The floor’s central space contains a sweeping, open living room and an open kitchen. The colors—mainly shades of red, yellow and green that play throughout most of the house—are potent but never strident. “The owner loved red, yellow and green,” says Polly Lewis, owner of Lewis Interiors. “She had several of her fabrics picked before we even started this project.”

Those fabrics—including the first one she picked, a Scalamandré pattern that now covers a pair of chairs in the living room—served as inspiration at almost every turn. The kitchen cabinets, from Schrock, are rich red. (And there are a lot of kitchen cabinets: Ample storage allows for all clutter to be tucked away.) The living room centers around a large red leather ottoman/coffee table, and the upholstery on the living room furniture is in varying combinations of red, yellow and green. A chocolate-brown-and-red Venetian wax paper by Donghia lines the walls of the sophisticated dining room, and the dining room chairs (from Webster & Company) have green upholstery. In the library, red, yellow and green fabrics play off built-in tiger maple cabinetwork from Payne/Bouchier.

IN THE LIVING ROOM, A FLAT-PANEL tel¬evision is artfully hidden (literally) behind a reproduction of a John Constable painting that rolls up at the push of a button. Glancing at the museum-quality gilt frame that surrounds the painting (and the many original pieces that adorn the room’s other walls), no one would guess.

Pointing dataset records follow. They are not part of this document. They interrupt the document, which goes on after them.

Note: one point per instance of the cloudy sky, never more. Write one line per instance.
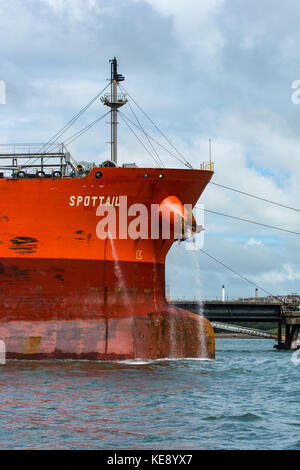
(219, 69)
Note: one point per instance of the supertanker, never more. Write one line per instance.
(68, 291)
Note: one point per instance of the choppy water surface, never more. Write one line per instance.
(248, 398)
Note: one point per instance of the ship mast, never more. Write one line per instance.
(114, 100)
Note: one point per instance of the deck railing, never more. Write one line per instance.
(207, 166)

The Payne/Bouchier-designed kitchen island contains tons of storage and provides always-in-demand counter space, while in the butler’s pantry gadgets are tucked away in convenient appliance garages. Because the kitchen has no window, Payne/Bouchier installed a slightly recessed white tile space above the sink that gives a suggestion of a window, and a spot for anything the owners want to store on the sill.

Also on the main floor are a powder room—consciously set apart from the living room by a tiny hallway to create a sense of privacy—and a très petite guest suite. Though it uses minimal square footage, the toile-bedecked and skylighted bedroom has everything it needs, right down to room for suitcases, thanks to extremely deep built-ins that Payne/Bouchier designed with space “borrowed” from beneath the staircase. “Anywhere there was dead space,” says Sullivan, “we found a way to use it.”

AT THE TOP OF THE STAIRS ON THE THIRD floor, French doors open outside to another staircase leading to a roof deck. “We had to work hard to get the Beacon Hill architectural commission to OK the front facade of the third floor,” Sullivan says. “But we wanted them to have this large outdoor space.”

The master suite, two children’s bedrooms with en suite bathrooms, a kids’ desk and workspace, and a laundry room are also on the third floor. Every room is equipped with oodles of built-in storage—drawers, closets, seemingly endless walnut shelving in the master closet—that allow these relatively small boudoirs to remain, like the rest of the house, clutter-free. With such a clean backdrop, the creative decor (sporty blue and yellow in the girl’s room; shiplike teak bunk beds in the boy’s room; soothing pale yellow grass paper and jaw-dropping artwork, such as an original Childe Hassam pencil drawing, in the master bedroom) truly pops.

Accessible from the master bedroom is a small, prettily landscaped balcony that surrounds much of the third floor and provides a layer of greenery between the bedrooms and the city—something that helps the whole family sleep better at night.